Kata orang-orang, monyet-monyet disini tidak senakal monyet di Sangeh, Alas Kedaton atau Pulaki yang suka mengambil barang-barang atau mengganggu pengunjung. Misalnya, baru-baru ini santer berita tentang Charmian Chen, mahasiswi Taiwan yang dipeloroti kembennya oleh monyet di kawasan Sangeh (untuk lebih lengkap, baca tautan ini). Namun, tidak salah rasanya untuk tetap berjaga-jaga. Pernah suatu ketika, saya melihat seorang gadis kecil dicolek tiba-tiba oleh seekor monyet di puncak bukit ini. Ia yang ditemani neneknya sedang asik memanggil-manggil sambil berusaha memberi makan seekor monyet di depannya. Tiba-tiba saja, monyet itu turun dan langsung menjamah kakinya. Ia kaget, seperti mau menangis, namun tidak. Tukang parkir di lokasi itu kemudian memanggil-manggil nama monyet itu (ternyata ia punya nama!) untuk tidak mengganggu mereka. Untunglah, gadis kecil tersebut urung menangis. Tampaknya, ia hanya kaget saja.

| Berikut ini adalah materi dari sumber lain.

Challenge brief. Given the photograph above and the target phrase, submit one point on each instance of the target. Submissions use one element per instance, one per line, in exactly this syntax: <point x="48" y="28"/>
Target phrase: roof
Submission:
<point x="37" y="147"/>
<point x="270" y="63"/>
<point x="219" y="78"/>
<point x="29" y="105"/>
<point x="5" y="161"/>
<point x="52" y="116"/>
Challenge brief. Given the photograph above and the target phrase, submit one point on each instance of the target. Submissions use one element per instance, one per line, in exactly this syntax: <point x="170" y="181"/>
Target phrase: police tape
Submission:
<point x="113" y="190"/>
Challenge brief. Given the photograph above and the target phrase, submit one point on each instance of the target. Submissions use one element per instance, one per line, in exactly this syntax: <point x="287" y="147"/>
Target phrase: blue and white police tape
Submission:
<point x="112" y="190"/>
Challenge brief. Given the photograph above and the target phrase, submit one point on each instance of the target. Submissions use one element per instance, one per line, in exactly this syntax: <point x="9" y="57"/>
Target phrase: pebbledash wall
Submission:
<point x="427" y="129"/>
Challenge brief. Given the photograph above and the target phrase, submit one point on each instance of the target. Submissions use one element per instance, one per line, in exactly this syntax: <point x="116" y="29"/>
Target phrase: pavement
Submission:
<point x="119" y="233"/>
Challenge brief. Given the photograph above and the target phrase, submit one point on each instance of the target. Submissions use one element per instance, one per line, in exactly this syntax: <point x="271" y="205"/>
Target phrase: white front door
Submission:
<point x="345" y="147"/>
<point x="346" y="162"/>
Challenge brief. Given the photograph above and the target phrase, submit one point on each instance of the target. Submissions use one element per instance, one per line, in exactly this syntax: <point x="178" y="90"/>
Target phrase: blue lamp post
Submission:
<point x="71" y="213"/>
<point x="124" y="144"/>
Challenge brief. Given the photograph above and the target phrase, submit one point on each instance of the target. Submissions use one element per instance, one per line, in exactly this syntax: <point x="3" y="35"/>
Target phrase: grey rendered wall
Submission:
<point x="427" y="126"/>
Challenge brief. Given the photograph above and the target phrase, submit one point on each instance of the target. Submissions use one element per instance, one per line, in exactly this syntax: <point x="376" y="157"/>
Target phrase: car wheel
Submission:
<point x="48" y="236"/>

Si monyet tetap asyik memakan buah rambutan yang diberikan kepadanya.
Di kesempatan lain, saya pernah bertemu dengan seekor monyet yang asyik duduk di pilar jembatan ini. Saya kemudian berusaha memberikan pisang, yang katanya makanan kesukaan monyet. Anehnya, monyet ini tampak tak acuh. Ia dengan setia duduk menatap saya sambil menggaruk-garuk kepalanya. Saya tetap menjulurkan tangan saya yang berisi pisang yang sekarang saya kupas sebagian kepadanya. Ia diam, sesekali menjengitkan alisnya dan memamerkan giginya. Sungguh aneh! Sayapun melemparkan pisang itu ke dekatnya. Siapa tahu ia mau mengambilnya. Namun, ia tetap bergeming. Menarik sekali! Saya memang tidak tahu kenapa. Apa monyet itu sudah kenyang atau tidak mau, atau bagaimana. Yang pasti, ia punya alasan. Saya kemudian mengambil kembali satu buah pisang yang lebih besar dan mengupas kemudian memotongnya. Akhirnya, monyet-monyet lain yang tampak lapar, atau yang kelihatan kalem dan alim sebelumnya, dengan serakah mengambil pisang yang saya lempar tadi.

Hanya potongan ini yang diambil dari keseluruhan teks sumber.